Debug Profile

This is simple example of vector addition and printing profile data (wall clock time taken between start and stop). It also dump a waveform file which can be reloaded to vivado to see the waveform. Run command ‘vivado -source ./scripts/open_waveform.tcl -tclargs <device_name>-<kernel_name>.<target>.<device_name>.wdb’ to launch waveform viewer. User can also update batch to gui in xrt.ini file to see the live waveform while running application. The example also demonstrates the use of hls::print to print a format string/int/double argument to standard output, and to the simulation log in cosim and HW_EMU.

KEY CONCEPTS: Use of Profile API, Waveform Dumping and loading

KEYWORDS: debug_mode=gui/batch, user_range, user_event, hls::print

The Vitis development environment can generate a waveform view and launch a live waveform viewer when running hardware emulation. It displays in-depth details on the emulation results at system level, compute unit level, and at function level. The details include data transfers between the kernel and global memory, data flow via inter-kernel pipes as well as data flow via intrakernel pipes. They provide many insights into the performance bottleneck from the system level down to individual function call to help developers optimize their applications.

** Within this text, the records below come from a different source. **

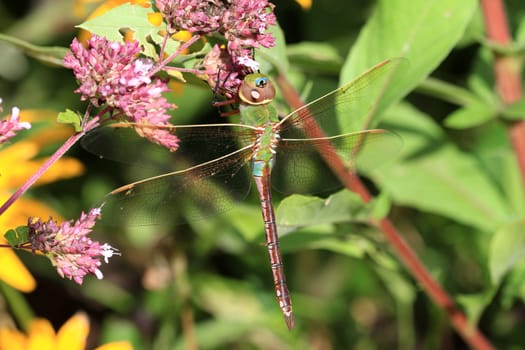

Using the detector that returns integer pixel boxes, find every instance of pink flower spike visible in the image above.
[0,99,31,144]
[28,207,120,284]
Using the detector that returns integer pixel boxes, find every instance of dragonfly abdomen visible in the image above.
[253,168,294,329]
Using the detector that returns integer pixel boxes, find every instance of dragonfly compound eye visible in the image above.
[255,78,268,88]
[239,74,275,105]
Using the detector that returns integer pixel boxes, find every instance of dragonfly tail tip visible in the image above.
[284,313,294,330]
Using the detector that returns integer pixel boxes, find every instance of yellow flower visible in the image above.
[0,110,84,292]
[0,312,133,350]
[295,0,312,10]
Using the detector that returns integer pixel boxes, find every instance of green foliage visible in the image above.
[4,226,29,247]
[0,0,525,349]
[57,109,82,132]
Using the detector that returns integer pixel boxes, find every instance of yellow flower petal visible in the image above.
[27,318,56,350]
[95,341,133,350]
[0,248,36,293]
[0,328,27,350]
[148,12,162,27]
[295,0,312,10]
[0,141,84,189]
[0,196,64,228]
[56,312,89,350]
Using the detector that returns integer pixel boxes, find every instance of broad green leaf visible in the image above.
[0,33,68,67]
[369,105,513,232]
[501,259,525,310]
[57,109,82,132]
[489,221,525,286]
[445,103,496,129]
[4,226,29,247]
[341,0,477,130]
[276,190,373,234]
[77,3,173,57]
[287,41,343,74]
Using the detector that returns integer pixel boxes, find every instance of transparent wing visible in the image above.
[98,146,253,226]
[81,123,255,170]
[281,58,406,138]
[272,129,402,194]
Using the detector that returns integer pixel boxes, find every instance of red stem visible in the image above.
[480,0,525,185]
[276,74,493,350]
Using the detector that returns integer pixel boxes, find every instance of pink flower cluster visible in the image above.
[64,36,179,151]
[155,0,276,96]
[28,208,118,284]
[0,99,31,144]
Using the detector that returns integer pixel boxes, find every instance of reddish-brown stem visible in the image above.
[481,0,525,189]
[276,74,493,350]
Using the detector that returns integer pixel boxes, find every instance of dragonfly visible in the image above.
[84,59,400,329]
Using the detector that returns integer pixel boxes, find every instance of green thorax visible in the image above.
[239,74,279,176]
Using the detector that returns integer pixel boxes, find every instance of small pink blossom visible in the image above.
[64,36,179,151]
[0,99,31,144]
[156,0,276,80]
[28,208,120,284]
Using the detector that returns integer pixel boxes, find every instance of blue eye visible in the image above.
[255,77,268,87]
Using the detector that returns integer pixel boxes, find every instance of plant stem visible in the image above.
[0,117,98,215]
[481,0,525,189]
[276,74,493,350]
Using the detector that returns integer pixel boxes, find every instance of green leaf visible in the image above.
[456,288,497,324]
[445,103,496,129]
[57,109,82,132]
[489,221,525,286]
[287,41,343,74]
[371,192,392,220]
[369,104,515,232]
[341,0,477,129]
[4,226,29,247]
[77,3,171,57]
[0,33,69,67]
[276,190,372,234]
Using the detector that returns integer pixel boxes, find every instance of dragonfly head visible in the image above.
[239,73,275,105]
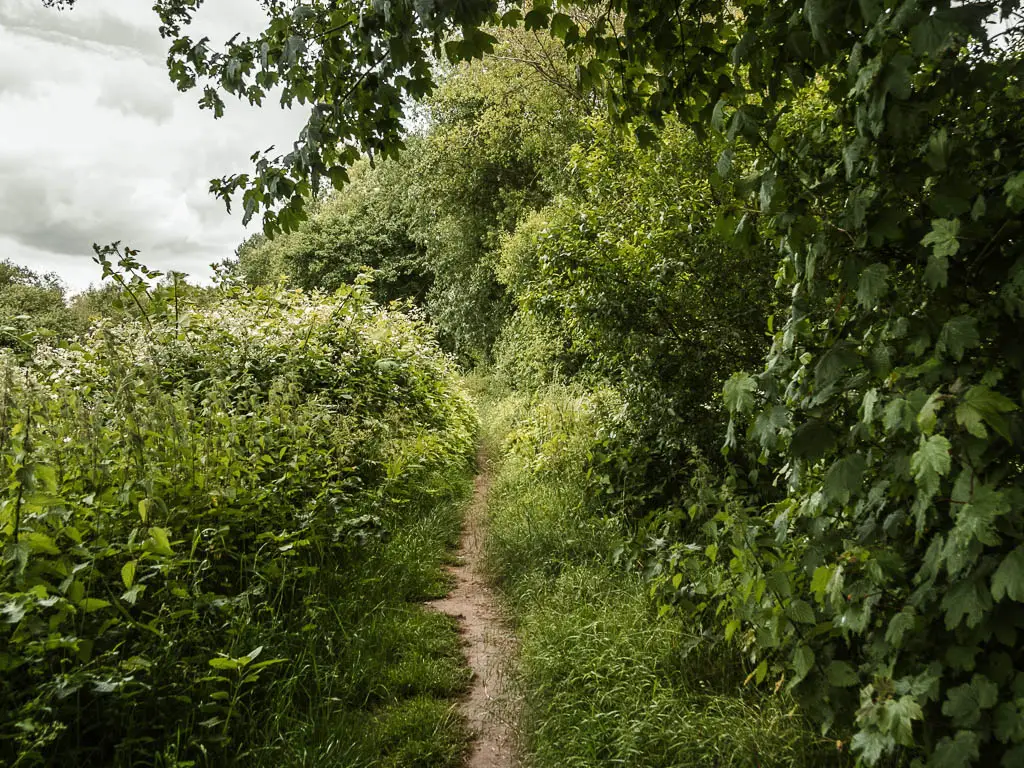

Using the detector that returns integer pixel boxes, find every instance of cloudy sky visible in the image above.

Example uses a simple vector addition kernel to demonstrate the debugging information that can be viewed in the waveform.

xrt.ini file is used to launch the waveform. Waveform can be viewed at runtime by launching GUI with the following command in this file.

[Emulation]
debug_mode=GUI

Waveform can also be generated by using .wdb file generated during hardware emulation which can be opened in Vivado with the commands written in the script provided under scripts/open_waveform.tcl. For this case, we need to add the following flags in the xrt.ini file:

[Emulation]
debug_mode=batch

Waveforms are helpful to view data transfers to memory from host as well as data transfer from each AXI Master ports. Another feature which waveform viewer provides is the CU Stalls. The stall bus compiles all of the lowest level stall signals and reports the percentage that are stalling at any point in time. This provides a factor of how much of the kernel is stalling at any point in the simulation and user can optimize the design to improve the utility of hardware based on these stall signals.

If the user wants to record profiling information for arbitrary sections of his code, the following 2 features can be used -

  1. user_range - Profiles and captures the data in the specified range

  2. user_event - Marks the event in the timeliene trace

The user can also use the hls::print function to print a format string/int/double argument to standard output, and to the simulation log in cosim and HW_EMU. It can be used to trace the order in which code blocks are executed across complex control and concurrent execution (e.g. in dataflow) or trace the values of some selected variables.

When used in this simple example:

#include "hls_print.h"
...
    hls::print("Number of elements : %d\n", length_r);
    hls::print("Buffer size : %d\n", BUFFER_SIZE);

...

it prints the “Number of elements” and “buffer size” for C simulation, SW emulation, RTL cosimulation and HW emulation. It is ignored in HW flow and does not impact the kernel functionality.

EXCLUDED PLATFORMS:

  • All NoDMA Platforms, i.e u50 nodma etc

DESIGN FILES

Application code is located in the src directory. Accelerator binary files will be compiled to the xclbin directory. The xclbin directory is required by the Makefile and its contents will be filled during compilation. A listing of all the files in this example is shown below

src/host.cpp
src/host.h
src/vadd.cpp

Access these files in the github repo by clicking here.

COMMAND LINE ARGUMENTS

Once the environment has been configured, the application can be executed by

./debug_profile <vadd XCLBIN>